2. Unlike nearby Quéribus, Peyrepertuse, and Montségur, Aguilar is mostly in ruins, today. It is as much an expression of the local terroir of the garrigue as it is a beacon of the medieval past of the region. The moniker of the “Cathar” chateau is a bit of a misnomer: this, like the other castles in the region, were actually built by the locals of the Languedoc, though they were used to protect the Cathars, dubbed heretics by the Catholic church, from being captured and tortured by the Spanish Inquisition.

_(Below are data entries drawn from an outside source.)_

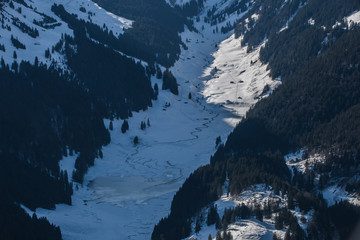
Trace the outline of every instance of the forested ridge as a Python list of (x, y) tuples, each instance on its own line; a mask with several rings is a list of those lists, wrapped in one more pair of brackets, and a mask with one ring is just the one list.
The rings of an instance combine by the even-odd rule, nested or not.
[[(11, 1), (3, 4), (14, 7)], [(150, 82), (154, 66), (145, 68), (118, 53), (119, 40), (102, 26), (77, 19), (62, 5), (54, 5), (52, 11), (69, 24), (74, 36), (62, 35), (44, 54), (50, 60), (64, 55), (66, 69), (53, 60), (45, 65), (37, 56), (33, 64), (19, 61), (16, 52), (12, 63), (1, 58), (1, 239), (61, 239), (58, 227), (28, 216), (20, 204), (31, 210), (71, 205), (72, 182), (82, 183), (110, 142), (103, 119), (126, 119), (132, 111), (151, 106), (155, 97)], [(5, 15), (0, 17), (5, 27)], [(12, 39), (14, 46), (23, 44)], [(69, 155), (76, 158), (74, 172), (59, 168), (59, 161)]]
[[(287, 228), (285, 239), (350, 236), (360, 219), (359, 208), (346, 202), (328, 207), (320, 193), (326, 186), (338, 184), (337, 179), (341, 179), (339, 187), (360, 193), (359, 183), (352, 180), (360, 173), (360, 28), (343, 20), (359, 7), (356, 1), (254, 2), (235, 33), (244, 34), (242, 44), (248, 51), (267, 38), (260, 60), (269, 64), (271, 76), (281, 79), (282, 85), (249, 110), (209, 165), (190, 175), (174, 196), (169, 216), (155, 226), (152, 239), (182, 239), (198, 231), (192, 229), (193, 221), (201, 209), (220, 197), (226, 176), (232, 195), (254, 184), (266, 184), (275, 193), (287, 194), (286, 209), (314, 210), (304, 232), (296, 220), (286, 217), (291, 216), (286, 215), (288, 210), (272, 207), (278, 216), (275, 228)], [(257, 21), (245, 20), (255, 13), (259, 14)], [(289, 18), (288, 26), (281, 30)], [(284, 156), (298, 149), (305, 149), (306, 154), (321, 153), (325, 161), (306, 174), (295, 171), (291, 177)], [(315, 175), (320, 176), (318, 183)], [(266, 209), (235, 215), (261, 220)], [(226, 233), (222, 226), (228, 222), (224, 217), (215, 226)], [(220, 234), (217, 239), (225, 237)]]
[(180, 46), (184, 45), (178, 33), (184, 24), (191, 28), (181, 11), (170, 7), (163, 0), (96, 0), (105, 9), (135, 20), (119, 40), (127, 43), (131, 56), (170, 67), (178, 59)]
[[(23, 0), (14, 2), (33, 9)], [(64, 69), (55, 62), (44, 65), (36, 56), (34, 64), (18, 61), (17, 51), (25, 51), (27, 43), (13, 35), (14, 61), (1, 59), (0, 239), (61, 239), (59, 227), (36, 214), (29, 216), (21, 205), (35, 210), (71, 204), (72, 181), (82, 183), (110, 142), (103, 119), (123, 119), (125, 133), (132, 111), (146, 110), (157, 98), (159, 86), (152, 88), (151, 76), (157, 74), (163, 78), (162, 89), (178, 94), (168, 68), (178, 59), (181, 46), (186, 49), (179, 33), (184, 27), (196, 31), (188, 17), (196, 16), (204, 1), (192, 0), (181, 7), (170, 7), (163, 0), (95, 2), (134, 20), (133, 26), (115, 36), (105, 25), (80, 20), (55, 4), (51, 10), (74, 35), (63, 34), (44, 56), (50, 61), (57, 54), (64, 56)], [(0, 12), (5, 4), (14, 9), (12, 1), (3, 1)], [(346, 201), (328, 206), (321, 190), (339, 184), (360, 194), (360, 27), (344, 19), (359, 8), (357, 0), (243, 0), (222, 12), (215, 14), (216, 8), (207, 12), (204, 21), (214, 26), (227, 15), (249, 10), (236, 24), (235, 34), (243, 36), (242, 45), (249, 52), (266, 41), (260, 60), (282, 84), (249, 110), (225, 144), (217, 143), (208, 165), (189, 176), (175, 194), (170, 214), (154, 227), (152, 239), (188, 237), (200, 230), (201, 218), (215, 225), (216, 239), (230, 239), (227, 227), (236, 219), (262, 221), (272, 214), (275, 229), (287, 229), (285, 239), (350, 236), (359, 207)], [(21, 7), (15, 11), (22, 14)], [(39, 37), (37, 28), (17, 18), (5, 21), (4, 16), (0, 14), (3, 29), (15, 27), (31, 38)], [(43, 17), (34, 24), (44, 29), (61, 25)], [(0, 53), (6, 48), (0, 45)], [(167, 69), (162, 72), (158, 64)], [(142, 122), (141, 129), (145, 128)], [(138, 141), (136, 136), (134, 144)], [(304, 159), (318, 153), (324, 162), (305, 173), (289, 169), (284, 156), (299, 149)], [(69, 155), (76, 158), (71, 173), (59, 167)], [(241, 205), (226, 209), (220, 218), (213, 203), (223, 194), (225, 182), (230, 195), (254, 184), (271, 186), (275, 194), (287, 196), (287, 205)], [(204, 208), (209, 209), (207, 216), (199, 216)], [(306, 229), (292, 215), (294, 209), (311, 212)]]

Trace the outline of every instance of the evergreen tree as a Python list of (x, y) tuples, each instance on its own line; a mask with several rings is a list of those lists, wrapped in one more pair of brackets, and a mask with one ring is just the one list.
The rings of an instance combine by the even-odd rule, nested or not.
[(109, 123), (109, 129), (110, 129), (111, 131), (114, 129), (114, 126), (113, 126), (113, 122), (112, 122), (112, 121), (110, 121), (110, 123)]
[(156, 78), (157, 79), (162, 78), (162, 72), (161, 72), (161, 69), (160, 69), (159, 65), (156, 65)]
[(255, 206), (255, 217), (257, 220), (263, 221), (263, 212), (262, 212), (259, 204), (256, 204), (256, 206)]
[(294, 196), (291, 191), (288, 192), (288, 200), (287, 200), (288, 208), (294, 210)]
[(275, 229), (281, 230), (284, 228), (283, 220), (280, 214), (275, 216)]
[(134, 144), (137, 145), (139, 143), (139, 138), (138, 136), (135, 136), (134, 137)]
[(215, 140), (215, 147), (218, 147), (220, 143), (221, 143), (221, 137), (218, 136)]
[(162, 89), (163, 90), (169, 89), (170, 92), (172, 92), (175, 95), (179, 94), (176, 78), (168, 69), (166, 69), (163, 73)]
[(201, 230), (200, 219), (197, 218), (196, 223), (195, 223), (195, 232), (198, 233), (198, 232), (200, 232), (200, 230)]
[(45, 57), (50, 58), (50, 49), (49, 48), (45, 50)]
[(129, 123), (128, 121), (125, 119), (123, 124), (121, 125), (121, 132), (125, 133), (127, 130), (129, 130)]
[(14, 59), (17, 59), (16, 51), (14, 51), (14, 53), (13, 53), (13, 58), (14, 58)]
[(215, 228), (217, 230), (220, 230), (222, 228), (222, 223), (221, 223), (221, 219), (220, 219), (219, 215), (217, 215), (217, 218), (216, 218)]
[(159, 86), (157, 85), (157, 83), (155, 83), (155, 85), (154, 85), (155, 100), (157, 99), (158, 95), (159, 95)]
[(144, 130), (146, 128), (146, 123), (144, 121), (141, 121), (140, 123), (140, 129)]

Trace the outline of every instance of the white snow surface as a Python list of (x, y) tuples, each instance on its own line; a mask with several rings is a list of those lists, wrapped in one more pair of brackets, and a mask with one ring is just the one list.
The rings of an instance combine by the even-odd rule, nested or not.
[[(57, 1), (59, 2), (59, 0)], [(79, 19), (90, 21), (100, 27), (103, 27), (105, 24), (108, 30), (111, 30), (115, 36), (124, 33), (124, 29), (130, 28), (133, 23), (132, 20), (106, 11), (91, 0), (63, 0), (60, 2), (68, 12), (76, 14)], [(79, 11), (80, 7), (84, 7), (86, 12)]]
[(308, 158), (303, 159), (304, 150), (301, 149), (295, 153), (289, 153), (286, 155), (285, 162), (292, 171), (293, 167), (296, 168), (301, 173), (307, 173), (307, 170), (313, 169), (315, 164), (323, 163), (325, 161), (325, 156), (323, 154), (315, 153), (311, 154)]
[[(35, 56), (37, 56), (39, 62), (48, 66), (54, 61), (61, 69), (67, 68), (65, 57), (56, 51), (51, 53), (51, 59), (45, 58), (45, 50), (50, 49), (51, 51), (51, 48), (61, 39), (62, 34), (68, 34), (70, 36), (74, 35), (73, 30), (68, 27), (67, 23), (63, 22), (51, 11), (51, 6), (53, 4), (62, 4), (66, 11), (76, 14), (78, 19), (90, 21), (100, 27), (103, 27), (105, 24), (108, 30), (112, 30), (116, 36), (122, 34), (123, 29), (129, 28), (132, 25), (131, 20), (109, 13), (90, 0), (24, 0), (24, 2), (29, 8), (13, 1), (14, 9), (9, 7), (9, 3), (5, 3), (2, 11), (4, 14), (3, 18), (5, 25), (10, 26), (11, 30), (1, 28), (0, 44), (5, 46), (5, 52), (1, 51), (0, 54), (1, 57), (4, 58), (5, 63), (9, 65), (14, 61), (17, 61), (18, 63), (21, 61), (34, 63)], [(80, 7), (85, 7), (87, 12), (81, 12), (79, 10)], [(16, 11), (18, 8), (21, 8), (21, 14)], [(89, 12), (94, 14), (90, 16)], [(56, 26), (54, 29), (46, 29), (34, 24), (34, 20), (43, 20), (41, 14), (56, 19), (57, 23), (60, 23), (61, 25)], [(39, 36), (33, 38), (28, 34), (23, 33), (18, 27), (12, 24), (14, 18), (18, 18), (27, 26), (37, 29)], [(26, 49), (16, 49), (11, 43), (12, 35), (23, 43), (26, 46)], [(13, 58), (14, 51), (16, 51), (17, 59)]]
[(165, 0), (170, 6), (183, 6), (187, 3), (190, 3), (191, 0)]
[[(267, 201), (278, 201), (281, 206), (285, 206), (287, 202), (287, 196), (279, 196), (274, 194), (271, 187), (264, 184), (256, 184), (247, 188), (239, 195), (228, 196), (224, 194), (214, 204), (217, 206), (217, 210), (220, 218), (224, 215), (225, 209), (234, 208), (238, 205), (245, 204), (246, 206), (255, 206), (256, 204), (264, 205)], [(206, 219), (208, 209), (203, 211), (204, 219)], [(295, 212), (295, 211), (294, 211)], [(299, 213), (299, 215), (301, 215)], [(228, 232), (231, 233), (233, 239), (272, 239), (273, 234), (281, 237), (285, 235), (286, 229), (275, 230), (274, 216), (270, 219), (265, 219), (263, 222), (257, 219), (236, 219), (234, 224), (228, 226)], [(193, 226), (194, 228), (194, 226)], [(207, 239), (209, 234), (215, 239), (217, 230), (215, 225), (206, 225), (206, 220), (202, 223), (202, 227), (199, 233), (194, 233), (193, 237), (196, 239)]]
[(345, 17), (345, 21), (348, 26), (351, 24), (359, 24), (360, 23), (360, 10), (353, 12), (350, 16)]
[[(244, 117), (250, 106), (268, 96), (280, 82), (270, 78), (267, 65), (259, 60), (259, 52), (257, 47), (248, 53), (234, 34), (222, 41), (213, 53), (215, 60), (203, 74), (207, 102), (220, 104), (235, 116)], [(229, 122), (235, 126), (238, 120)]]
[[(207, 9), (217, 2), (206, 2), (201, 21), (195, 23), (199, 33), (186, 29), (181, 34), (188, 49), (170, 69), (179, 95), (160, 91), (151, 108), (128, 119), (130, 129), (125, 134), (120, 130), (123, 121), (114, 120), (111, 143), (103, 148), (103, 159), (95, 160), (83, 185), (75, 185), (73, 205), (36, 210), (38, 216), (60, 226), (64, 240), (150, 239), (154, 225), (169, 214), (178, 188), (191, 172), (209, 163), (216, 137), (226, 139), (247, 109), (279, 84), (267, 76), (260, 61), (250, 64), (258, 59), (259, 49), (247, 54), (232, 33), (214, 34), (215, 26), (203, 22)], [(231, 17), (235, 21), (241, 14)], [(219, 71), (209, 75), (215, 66)], [(232, 84), (230, 76), (244, 82)], [(152, 78), (152, 83), (161, 88), (160, 80)], [(269, 92), (261, 95), (266, 84)], [(243, 98), (241, 103), (233, 99), (235, 94)], [(148, 119), (151, 126), (141, 130), (141, 121)], [(109, 126), (110, 120), (104, 122)], [(133, 143), (135, 136), (138, 145)], [(65, 158), (61, 168), (70, 171), (74, 161), (75, 157)]]
[(344, 187), (333, 185), (325, 188), (322, 192), (329, 206), (340, 201), (348, 201), (349, 203), (360, 206), (360, 198), (356, 194), (348, 193)]
[[(296, 168), (296, 170), (302, 174), (307, 174), (308, 171), (314, 168), (315, 164), (321, 164), (325, 161), (325, 156), (318, 153), (311, 154), (307, 158), (303, 158), (304, 152), (304, 149), (300, 149), (297, 152), (289, 153), (284, 157), (292, 175), (294, 175), (294, 168)], [(319, 174), (315, 174), (314, 180), (315, 183), (319, 181)], [(334, 184), (320, 192), (329, 206), (334, 205), (340, 201), (348, 201), (351, 204), (360, 206), (360, 197), (355, 193), (351, 194), (347, 192), (343, 186)]]

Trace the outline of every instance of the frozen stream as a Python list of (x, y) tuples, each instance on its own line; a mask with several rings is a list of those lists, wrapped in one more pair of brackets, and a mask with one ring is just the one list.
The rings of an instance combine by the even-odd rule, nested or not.
[[(195, 24), (201, 29), (205, 23)], [(64, 240), (150, 239), (185, 179), (209, 163), (216, 137), (226, 139), (262, 97), (265, 85), (277, 84), (267, 76), (266, 66), (249, 64), (258, 50), (247, 54), (231, 33), (213, 34), (209, 26), (200, 33), (185, 30), (182, 38), (188, 50), (170, 69), (179, 83), (179, 96), (160, 91), (151, 108), (133, 113), (125, 134), (122, 120), (115, 120), (104, 158), (96, 159), (83, 185), (74, 187), (73, 205), (36, 210), (61, 227)], [(215, 67), (217, 72), (212, 71)], [(160, 80), (152, 81), (161, 88)], [(141, 130), (140, 123), (148, 119), (150, 126)], [(109, 120), (104, 121), (109, 126)], [(138, 145), (133, 143), (135, 136)], [(75, 158), (65, 158), (61, 167), (72, 172)]]
[[(172, 197), (187, 176), (209, 162), (215, 138), (226, 139), (233, 126), (224, 118), (233, 119), (233, 114), (207, 104), (194, 87), (194, 83), (202, 84), (204, 66), (212, 61), (210, 53), (215, 50), (213, 42), (202, 45), (195, 49), (199, 52), (184, 51), (183, 60), (171, 69), (180, 84), (179, 96), (160, 91), (153, 107), (133, 114), (125, 134), (121, 133), (122, 120), (113, 122), (104, 158), (96, 159), (84, 184), (74, 187), (72, 206), (37, 209), (38, 216), (61, 227), (65, 240), (150, 239), (154, 225), (169, 214)], [(161, 81), (154, 78), (155, 82), (161, 88)], [(188, 99), (190, 91), (192, 99)], [(151, 126), (141, 130), (141, 121), (147, 119)], [(109, 120), (105, 124), (109, 126)], [(139, 137), (136, 146), (135, 136)], [(64, 159), (62, 168), (71, 172), (75, 158)]]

3. From the inside of what remains of the castle, you can see the mountains all around you. You can also explore some of the former rooms of the chateau, including where soldiers would have been posted to defend it from invading armies. The French are far too stoic to really believe in hauntings (that’s something that I find is more often relegated to the Brits and the cemetery walks and ghost tours that you’ll find throughout the British Isles), but there’s something to be said for standing in the middle of all of that history and imagining all of the people who came before you.
4. When I first visited Aguilar ten years ago now (is that even possible?) I remember being caught off-guard by how few security barriers had been placed. It strikes me as something quite un-American, but I don’t hate it: it allows you to really take in the enormity of what was accomplished by the builders of the castle, not to mention how foreboding it must have been to attempt to take it.
5. And of course, those views really can’t be beat.